À la lecture de différents ouvrages sur le sujet, et en particulier de l’ouvrage de Duteuil sur le Mouvement du 22 mars(10), on peut faire plusieurs remarques. Ce groupe d’étudiants professe un anarchisme de lutte des classes qui le conduit à s’éloigner de la F.A. Les étudiants qui composent la Liaison des Étudiants Anarchistes sont influencés en particulier par un anarchisme ouvert sur le marxisme. Cohn-Bendit, par exemple, participait à la revue Noir et Rouge. Ils sont aussi influencés par les situationnistes dont ils distribuent les textes à Nanterre.

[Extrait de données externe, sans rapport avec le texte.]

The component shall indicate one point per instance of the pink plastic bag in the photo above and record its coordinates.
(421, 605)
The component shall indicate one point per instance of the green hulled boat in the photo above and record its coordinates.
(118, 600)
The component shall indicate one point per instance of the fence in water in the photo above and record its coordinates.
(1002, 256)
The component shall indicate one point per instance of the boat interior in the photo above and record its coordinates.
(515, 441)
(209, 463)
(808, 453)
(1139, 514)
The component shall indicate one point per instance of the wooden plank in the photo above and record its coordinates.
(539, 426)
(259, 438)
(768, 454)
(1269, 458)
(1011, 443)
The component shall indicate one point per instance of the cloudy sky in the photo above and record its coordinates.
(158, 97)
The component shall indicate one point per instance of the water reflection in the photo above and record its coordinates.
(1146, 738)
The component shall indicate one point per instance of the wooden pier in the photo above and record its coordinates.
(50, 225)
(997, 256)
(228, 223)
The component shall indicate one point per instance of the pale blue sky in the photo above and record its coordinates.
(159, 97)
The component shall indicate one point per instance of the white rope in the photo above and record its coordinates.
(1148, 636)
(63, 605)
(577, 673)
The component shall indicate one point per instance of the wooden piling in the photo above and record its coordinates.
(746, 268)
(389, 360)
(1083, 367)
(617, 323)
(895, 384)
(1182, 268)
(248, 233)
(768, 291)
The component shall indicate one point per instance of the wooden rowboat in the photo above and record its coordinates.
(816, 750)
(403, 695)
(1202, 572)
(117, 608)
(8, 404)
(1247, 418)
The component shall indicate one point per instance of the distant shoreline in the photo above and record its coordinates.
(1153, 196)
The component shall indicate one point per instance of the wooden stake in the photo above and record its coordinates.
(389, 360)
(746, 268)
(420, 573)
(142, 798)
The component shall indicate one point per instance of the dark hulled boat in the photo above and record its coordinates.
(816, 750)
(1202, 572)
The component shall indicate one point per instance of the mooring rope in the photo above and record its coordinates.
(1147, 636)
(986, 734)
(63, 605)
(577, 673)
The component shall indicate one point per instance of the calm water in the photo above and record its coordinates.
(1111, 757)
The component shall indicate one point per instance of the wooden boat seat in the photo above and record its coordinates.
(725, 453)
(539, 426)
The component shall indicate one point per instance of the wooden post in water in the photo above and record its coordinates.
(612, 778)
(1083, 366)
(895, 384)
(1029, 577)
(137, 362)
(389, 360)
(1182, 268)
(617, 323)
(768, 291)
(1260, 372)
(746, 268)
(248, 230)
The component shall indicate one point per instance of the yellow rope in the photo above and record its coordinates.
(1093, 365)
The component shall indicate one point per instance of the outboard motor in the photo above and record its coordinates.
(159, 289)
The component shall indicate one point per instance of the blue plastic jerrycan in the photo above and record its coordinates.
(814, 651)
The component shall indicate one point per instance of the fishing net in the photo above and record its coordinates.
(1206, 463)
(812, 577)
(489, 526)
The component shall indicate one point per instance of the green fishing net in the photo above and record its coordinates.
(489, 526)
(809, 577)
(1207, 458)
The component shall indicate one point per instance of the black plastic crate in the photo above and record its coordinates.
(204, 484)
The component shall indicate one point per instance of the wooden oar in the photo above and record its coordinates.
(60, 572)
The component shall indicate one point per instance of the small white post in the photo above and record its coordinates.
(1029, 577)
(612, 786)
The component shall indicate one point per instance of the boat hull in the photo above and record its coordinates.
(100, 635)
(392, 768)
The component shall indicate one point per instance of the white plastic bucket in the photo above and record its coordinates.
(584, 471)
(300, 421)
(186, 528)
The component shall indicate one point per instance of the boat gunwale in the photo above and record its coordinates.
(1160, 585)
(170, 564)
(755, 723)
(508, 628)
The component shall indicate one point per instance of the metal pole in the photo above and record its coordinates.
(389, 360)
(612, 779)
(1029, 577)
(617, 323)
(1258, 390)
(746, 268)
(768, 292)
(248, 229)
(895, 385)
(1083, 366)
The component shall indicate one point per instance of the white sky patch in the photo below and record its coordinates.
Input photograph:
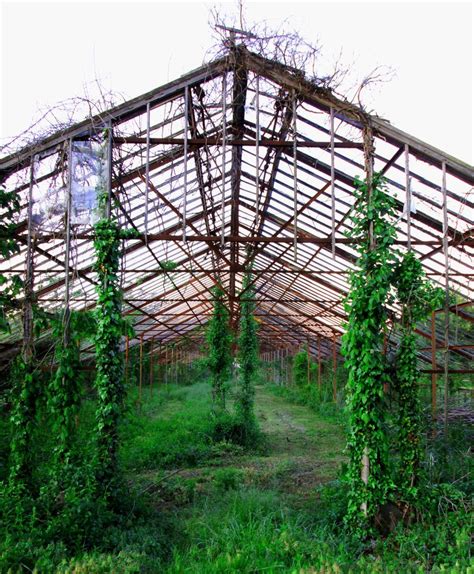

Autre point qui mérite d’être souligné, ils avaient organisé une exposition sur la question de la sexualité peu avant Mai 68. À Strasbourg déjà, pour leur part, des étudiants situationnistes s’étaient fait connaître en publiant une brochure intitulée De la Misère en milieu étudiant. C’est d’ailleurs sur des questions de possibilité de rendre visite aux filles dans leur bâtiment que naît le mouvement du 22 mars.

Au sein de la LEA, deux pôles se dégagent. D’un côté, le groupe des Enragés montre un goût pour les actions provocatrices, avec leur look de blousons noirs, leur participation à l’occupation de la Sorbonne et le fait qu’ils appellent les ouvriers à mettre en place des conseils dans les usines. Les étudiants anarchistes qui agissent dans le cadre du Mouvement du 22 mars choisissent d’agir dans un cadre d’intervention plus large qui comprend aussi des marxistes, en particulier des trotskistes.

Les membres de la LEA se caractérisent à la fois par une sensibilité aux questions contre-culturelles, comme celle de la liberté sexuelle, et par un discours ouvriériste de lutte des classes. La stratégie est celle de la recherche d’une jonction entre les étudiants et les ouvriers dans les usines.

Le situationnisme
Le situationnisme, issu de l’Internationale Lettriste, est à l’origine un mouvement artistique situé dans la filiation du surréalisme, qui s’est progressivement politisé. Il reprend d’H. Lefebvre la thématique, déjà présente dans le surréalisme, d’une critique de la vie quotidienne. Il ne s’agit pas seulement de transformer les structures économiques, mais de transformer aussi les modes de vie. La nécessité d’entreprendre une transformation de la subjectivité apparaît par exemple chez Raoul Vaneigem, dans le Traité du savoir vivre à l’usage des jeunes générations : « La lutte du subjectif et de ce qui le corrompt élargit désormais les limites de la vieille lutte des classes. Elle la renouvelle et l’aiguise. Le parti pris de la vie est un parti pris politique. Nous ne voulons pas d’un monde où la garantie de ne pas mourir de faim s’échange contre le risque de mourir d’ennui » (11). Le situationnisme subit l’influence d’un marxisme non-léniniste, de type conseilliste. Guy Debord sera ainsi à un moment proche du groupe Socialisme ou Barbarie.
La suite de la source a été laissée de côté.